Our update will then be a step of length $\alpha_t$ in this direction:

$\mathbf{x}_{t + 1} = \mathbf{x}_t + \alpha_t \mathbf{p}_t.$

Notice that, because of our conjugacy constraints, the algorithm will require at most $d$ steps, where $d$ is the dimension of the problem.

The final piece is to find the best step size $\alpha_t.$ We can do this by directly minimizing $f$:

\begin{align} \alpha_t^\star &= \argmin_{\alpha_t} f(\mathbf{x}_t + \alpha_t \mathbf{p}_t) \\ &= \argmin_{\alpha_t} \frac12 (\mathbf{x}_{t - 1} + \alpha_t \mathbf{p}_t)^\top \mathbf{A} (\mathbf{x}_t + \alpha_t \mathbf{p}_t) - (\mathbf{x}_t + \alpha_t \mathbf{p}_t)^\top \mathbf{b} \\ &= \argmin_{\alpha_t} \alpha_t \mathbf{p}_t^\top \mathbf{A} \mathbf{x}_t + \frac12 \alpha_t^2 \mathbf{p}_t^\top \mathbf{p}_t - \alpha_t \mathbf{p}_t^\top \mathbf{b}.\end{align}

Taking the derivative with respect to $\alpha_t$ and setting it to zero, we have

$\mathbf{p}_t^\top \mathbf{A} \mathbf{x}_{t - 1} + \alpha_t \mathbf{p}_t^\top \mathbf{p}_t - \mathbf{p}_t^\top \mathbf{b} = 0.$

Solving for $\alpha_t^\star$, this implies that

$\alpha_t^\star = \frac{\mathbf{p}_t^\top \mathbf{b} - \mathbf{p}_t^\top \mathbf{A} \mathbf{x}_t}{\mathbf{p}_t^\top \mathbf{p}_t}.$

Example

Let’s see a simple example.

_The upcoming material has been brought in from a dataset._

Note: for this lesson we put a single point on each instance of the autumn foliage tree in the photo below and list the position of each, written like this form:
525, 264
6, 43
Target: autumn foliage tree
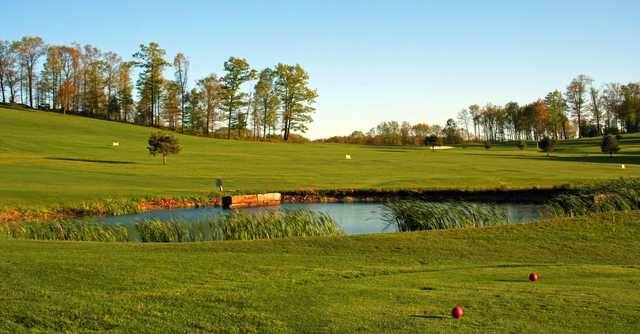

Suppose we want to solve for $\mathbf{x}$ such that $\mathbf{A} \mathbf{x} = \mathbf{b}$, where

$\begin{bmatrix} 1 & -0.5 \\ -0.5 & 1 \end{bmatrix}.$

Suppose our starting point is $x_0 = (8, 3)^\top,$ and we run both GD and CGD to find $\mathbf{x}^\star.$

Below is a simple Python function for running CGD. For simplicity, it assumes $\mathbf{b} = \mathbf{0}.$

def CGD(A):
d = A.shape[0]                          # Dimension of problem
xhat = np.random.normal(size=d)         # Starting point

# Prepare for first step
g = -A @ xhat                           # Compute gradient
p = g                                   # First step is in direction of grad
g_len = g.T @ g                         # For normalization

# Start running CGD
for ii in range(len(xhat)):
Ap = A @ p
alpha = g_len / (p.T @ A @ p)   # Step size
step = alpha * p                # Combine direction and step size
xhat += step                    # Take step
g = g - alpha * A @ p
g_len_new = g.T @ g
p = g + (g_len_new / g_len) * p # Update p
g_len = g_len_new

return xhat


The left panel shows the steps taken by GD. We can see that GD criss-crosses back and forth across the loss landscape, eventually reaching the minimum after several steps.

The right panel shows CGD. We can see that the first step is identical to the first step of GD. This makes sense, as there are no orthogonality constraints on the first step. However, we see that the second step is different from GD. This arises becuase we have projected out the contribution from the direction of the first step. This leads us directly into the minimum in this case.